Analysis

Clinton Strong; Republican Nominating Contest in Flux

With three months to go before the first primaries, America’s parties are in very different places.

Now that the first nominating contests in the United States’ presidential primaries are only a little over three months away, voters are starting to pay attention to the race to succeed Barack Obama and something meaningful might be said about the polls.

Fluctuations are still to be expected. As we pointed out in July, when property tycoon Donald Trump rose to the top of the polls on the Republican side, half a year before Iowa and New Hampshire voted in 2012 Mitt Romney was far behind fringe candidate Michele Bachmann. Even in October, businessman Herman Cain bested him in the polls. Yet Romney ended up winning the nomination.

Most voters aren’t paying serious attention yet to primaries for an election that is more than a year away. If Trump is supported by 23 percent of Republican voters, as the RealClearPolitics average of national polls suggests, it’s probably not because they’ve thought out his policy proposals (such as they are) in great detail but because his laments about the inefficacy of Obama’s administration and today’s Republican leaders in Congress resonate with a segment of the American right.

Voters in Iowa and New Hampshire, the two states that will have the first go at voting for the candidates in February, should start to pay closer attention.

But at least on the right, there is still very little divergence between the national and the state polls.

In Iowa, where Republican voters tend to be more conservative than in the rest of the country, the outsiders Ben Carson, Carly Fiorina and Trump take a combined 50 percent of the votes, according to the RealClearPolitics averages. That corresponds with the national figures. The only notable difference is that the far-right Texas senator Ted Cruz does better in Iowa than nationally.

In moderate New Hampshire, the two most centrist candidates, Jeb Bush and John Kasich, do better than elsewhere. They both get around 8 percent support there. But the three outsiders would still take nearly one in two votes.

On the Democratic side, the story seems the reverse. Hillary Clinton, the former secretary of state and “establishment” choice, is more popular nationally than she is in Iowa and New Hampshire. In the former, she gets 37 percent support against 31 percent for her closest rival, the Vermont socialist Bernie Sanders. In New Hampshire, the polls even put Sanders ahead.

How much does this matter?

Those — like the Atlantic Sentinel — who believe that “the party decides” are unperturbed.

Bloomberg View‘s Jonathan Bernstein recently argued that “the” Republican Party — understood as a broad coalition of elected and party officials, donors and political insiders — is still making up its mind. The party cares about winning elections and right now, according to Bernstein, it’s not yet sure who will do best on the national stage.

The process has already doomed the aspirations of two contenders who were viable on paper. Former Texas governor Rick Perry never recovered from his poor debate performances in 2012. Incumbent Wisconsin governor Scott Walker turned out to be far less impressive than his admirers had thought. Both dropped out of the race.

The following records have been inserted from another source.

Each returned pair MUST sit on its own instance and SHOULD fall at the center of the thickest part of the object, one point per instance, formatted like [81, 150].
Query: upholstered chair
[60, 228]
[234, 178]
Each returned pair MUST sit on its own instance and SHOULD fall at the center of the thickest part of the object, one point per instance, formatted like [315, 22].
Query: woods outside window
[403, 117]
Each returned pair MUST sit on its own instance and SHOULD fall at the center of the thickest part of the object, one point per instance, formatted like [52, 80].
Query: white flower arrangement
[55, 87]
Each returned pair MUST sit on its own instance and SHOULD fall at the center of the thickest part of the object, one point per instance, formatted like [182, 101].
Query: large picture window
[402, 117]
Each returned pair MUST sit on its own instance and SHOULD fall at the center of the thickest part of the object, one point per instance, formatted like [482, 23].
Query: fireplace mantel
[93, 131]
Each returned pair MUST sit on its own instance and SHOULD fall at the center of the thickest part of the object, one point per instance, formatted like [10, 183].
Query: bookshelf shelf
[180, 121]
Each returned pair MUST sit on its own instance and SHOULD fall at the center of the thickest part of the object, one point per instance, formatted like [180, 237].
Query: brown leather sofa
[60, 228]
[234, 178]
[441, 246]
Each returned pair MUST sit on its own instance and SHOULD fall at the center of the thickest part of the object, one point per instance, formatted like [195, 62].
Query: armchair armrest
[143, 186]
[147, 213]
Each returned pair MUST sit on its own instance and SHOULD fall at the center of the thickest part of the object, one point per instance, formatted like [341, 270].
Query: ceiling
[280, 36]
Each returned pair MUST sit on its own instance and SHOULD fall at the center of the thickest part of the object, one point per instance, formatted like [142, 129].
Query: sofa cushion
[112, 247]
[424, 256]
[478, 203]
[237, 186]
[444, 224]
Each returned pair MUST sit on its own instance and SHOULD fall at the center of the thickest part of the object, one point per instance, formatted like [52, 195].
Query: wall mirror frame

If the past is a guide, Republican party actors will not only be able to defeat Donald Trump or Ben Carson; they will also likely choose from among those they like. Perhaps they’ll do that in the next several weeks or perhaps they’ll wait until the early states provide new evidence about who is electable.

The contest seems down to Bush and fellow Floridian Marco Rubio. The former has gathered the most endorsements and financial support — two ways in which “the party decides” — but the latter is ideologically closer to the Republican base.

The Washington Post reports that some top donors are worried and have warned the Bush campaign that it needs to “demonstrate growth in the polls over the next month or face serious defections among supporters.” If Bush’s financial backers lose faith in his ability to eventually break through, it could herald a shift in “the” party’s support — probably toward Rubio (even if his naive foreign policy frightens us a little).

On the Democratic side, Clinton shouldn’t worry too much. Unlike Bush, her party support — as measured in endorsements by FiveThirtyEight — is overwhelming. Sanders, by contrast, has no institutional support at all. Which isn’t surprising given that he isn’t even a Democrat. Sanders caucuses with the party in the Senate but is nominally an independent.

What the Democratic Party is looking for is a candidate who can advance its agenda and win. Clinton is the obvious choice. She is responding to left-wing enthusiasm for Sanders by moving to the left of President Obama on issues like wages and trade. But she’s also a bit more hawkish on foreign policy.

The first, as we warned this week, could hurt her in the general election. Criticizing a trade deal she previously supported, opposing an oil pipeline the very State Department she led has said is perfectly safe and calling for more regulations to protect workers plays well with environmental lobbyists and trade unions — two important Democratic constituencies. But it’s going to be less popular with middle-class voters in states like Florida, Ohio, Pennsylvania and Virginia who will likely decide the outcome of the 2016 election.

Perhaps Clinton’s more assertive foreign policy could balance that out.

The only thing that should disconcert her is that the more voters see her up close in person, the less they seem to like her — especially well-educated white voters. Low-wage workers, racial minorities and women, three other key Democratic voting blocs, are still largely on Clinton’s side. But her support from a constituency that twice helped elect Barack Obama is slipping.